Quoting an article published by The Telegraph recently, which discussed rationing policies put in place by the Venezuelan government which caused shortages in basic household items – including toilet paper – van Onselen says parallels can be drawn between the two situations.
“First milk, butter, coffee and cornmeal ran short. Now Venezuela is running out of the most basic of necessities – toilet paper,” reads The Telegraph article, “Economists say Venezuela’s shortages stem from price controls meant to make basic goods available to the poorest parts of society and the government’s controls on foreign currency.”
Van Onselen says the Venezuelan toilet paper shortage highlights one of the ‘most basic’ tenets of economics.
“When a government implements policies that impede the market’s ability to supply goods, such as price controls or quotas on the quantity of goods supplied, it inevitably leads to a combination of:
Shortages (or perceived shortages) in the number of goods produced;
Rises in prices either directly, or via black market activity;
Wasted economic activity, such as excessive search times or activities aimed at side-stepping the regulations; or
Speculative activities or hoarding.”
He says shortages in toilet paper brought about by price controls is causing a lot of ‘wasted’ economic activity, with the country’s citizens spending excessive amounts of time searching for the product.
“One Venezuelan has even resorted to developing a smartphone app enabling users to let each other know which supermarkets still have stocks of the tissue. The shortages are also leading to speculative activity and hoarding, as buyers seek to either stockpile toilet paper in order to avoid running out or sell it on the black market at over inflated prices.”
While he admits the mechanisms are different, van Onselen says similar factors are in play when it comes to the supply of urban land for housing in markets where urban consolidation (‘Smart Growth’) policies are in effect.

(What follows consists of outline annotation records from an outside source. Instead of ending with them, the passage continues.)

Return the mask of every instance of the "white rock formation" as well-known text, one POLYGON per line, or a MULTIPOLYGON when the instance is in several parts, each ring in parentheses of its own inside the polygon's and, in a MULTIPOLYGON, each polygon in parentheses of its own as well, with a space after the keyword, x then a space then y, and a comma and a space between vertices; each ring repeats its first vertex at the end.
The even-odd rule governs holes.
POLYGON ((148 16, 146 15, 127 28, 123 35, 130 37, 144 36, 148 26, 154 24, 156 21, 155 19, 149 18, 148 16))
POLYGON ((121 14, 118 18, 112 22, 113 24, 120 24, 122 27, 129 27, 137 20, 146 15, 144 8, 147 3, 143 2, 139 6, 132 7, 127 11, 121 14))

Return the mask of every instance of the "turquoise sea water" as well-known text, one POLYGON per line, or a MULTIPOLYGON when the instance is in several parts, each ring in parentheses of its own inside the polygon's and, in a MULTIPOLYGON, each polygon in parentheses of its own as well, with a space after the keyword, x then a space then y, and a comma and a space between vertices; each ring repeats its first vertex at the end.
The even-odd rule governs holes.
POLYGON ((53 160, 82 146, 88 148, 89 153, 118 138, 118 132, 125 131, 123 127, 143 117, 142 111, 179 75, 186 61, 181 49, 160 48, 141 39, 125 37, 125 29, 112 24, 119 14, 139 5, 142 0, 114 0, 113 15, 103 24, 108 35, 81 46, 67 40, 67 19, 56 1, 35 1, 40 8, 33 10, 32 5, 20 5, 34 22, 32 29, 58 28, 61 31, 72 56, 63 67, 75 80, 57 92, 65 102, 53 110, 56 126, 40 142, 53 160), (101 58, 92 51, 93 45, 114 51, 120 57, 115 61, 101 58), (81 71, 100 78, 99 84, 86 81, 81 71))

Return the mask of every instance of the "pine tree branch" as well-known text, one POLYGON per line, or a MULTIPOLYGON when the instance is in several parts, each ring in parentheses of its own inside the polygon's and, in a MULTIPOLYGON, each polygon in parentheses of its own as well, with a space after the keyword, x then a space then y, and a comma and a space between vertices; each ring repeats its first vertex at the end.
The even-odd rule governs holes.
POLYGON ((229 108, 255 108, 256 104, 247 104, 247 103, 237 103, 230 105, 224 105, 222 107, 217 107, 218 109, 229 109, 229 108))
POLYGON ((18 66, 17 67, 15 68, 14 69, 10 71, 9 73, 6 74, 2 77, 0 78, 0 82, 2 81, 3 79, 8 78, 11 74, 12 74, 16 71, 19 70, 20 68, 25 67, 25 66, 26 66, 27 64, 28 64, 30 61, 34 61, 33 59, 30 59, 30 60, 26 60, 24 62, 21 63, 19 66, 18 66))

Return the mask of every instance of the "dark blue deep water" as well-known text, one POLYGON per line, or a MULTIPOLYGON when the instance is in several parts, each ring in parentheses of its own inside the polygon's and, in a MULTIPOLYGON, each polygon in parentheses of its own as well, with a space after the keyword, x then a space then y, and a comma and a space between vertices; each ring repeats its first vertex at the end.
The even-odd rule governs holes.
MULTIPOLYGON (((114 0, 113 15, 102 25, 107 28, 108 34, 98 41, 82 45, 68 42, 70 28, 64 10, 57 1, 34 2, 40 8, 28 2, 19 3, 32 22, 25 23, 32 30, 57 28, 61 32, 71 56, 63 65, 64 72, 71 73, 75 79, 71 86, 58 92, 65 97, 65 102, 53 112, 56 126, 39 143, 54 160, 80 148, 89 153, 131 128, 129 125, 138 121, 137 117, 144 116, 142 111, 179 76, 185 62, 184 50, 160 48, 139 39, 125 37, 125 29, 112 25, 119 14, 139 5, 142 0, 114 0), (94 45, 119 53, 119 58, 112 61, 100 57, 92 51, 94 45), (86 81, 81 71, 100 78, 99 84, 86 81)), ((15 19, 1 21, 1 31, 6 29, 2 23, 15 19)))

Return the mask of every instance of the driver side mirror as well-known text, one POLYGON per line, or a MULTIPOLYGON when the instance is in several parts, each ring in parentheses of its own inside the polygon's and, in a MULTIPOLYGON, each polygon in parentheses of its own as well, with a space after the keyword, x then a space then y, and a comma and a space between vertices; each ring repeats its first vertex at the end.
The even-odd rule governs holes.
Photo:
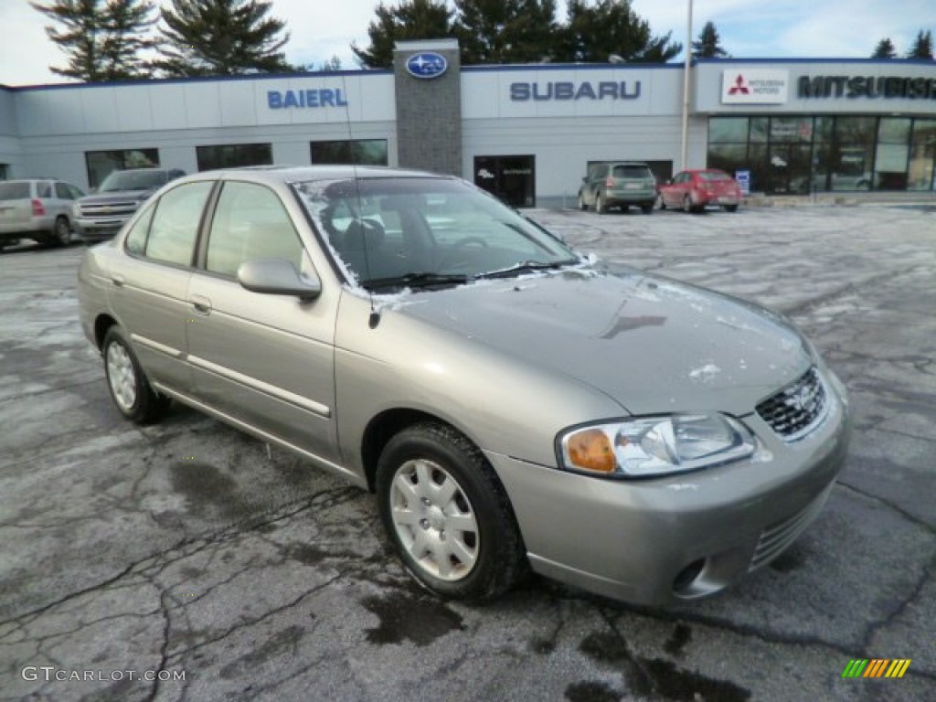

“Examples of such policies include restrictive zoning, urban growth boundaries, or cumbersome planning approval processes (e.g. precinct structure plans) that place an effective quota on the quantity of land that can be used for housing. When combined with the lack of infrastructure funding and provision, such policies usually result is a combination of:
Inflated land costs and unaffordable housing;
Smaller land plots than would otherwise be provided in the absence of such regulations;
‘Panic buying’ from home buyers afraid of ‘missing out’;
Land banking and other speculative activities from land holders ‘cornering the market’; and
Inefficient ‘leapfrog development’ (aka ‘planner sprawl’) as buyers look further afield for more affordable housing options.”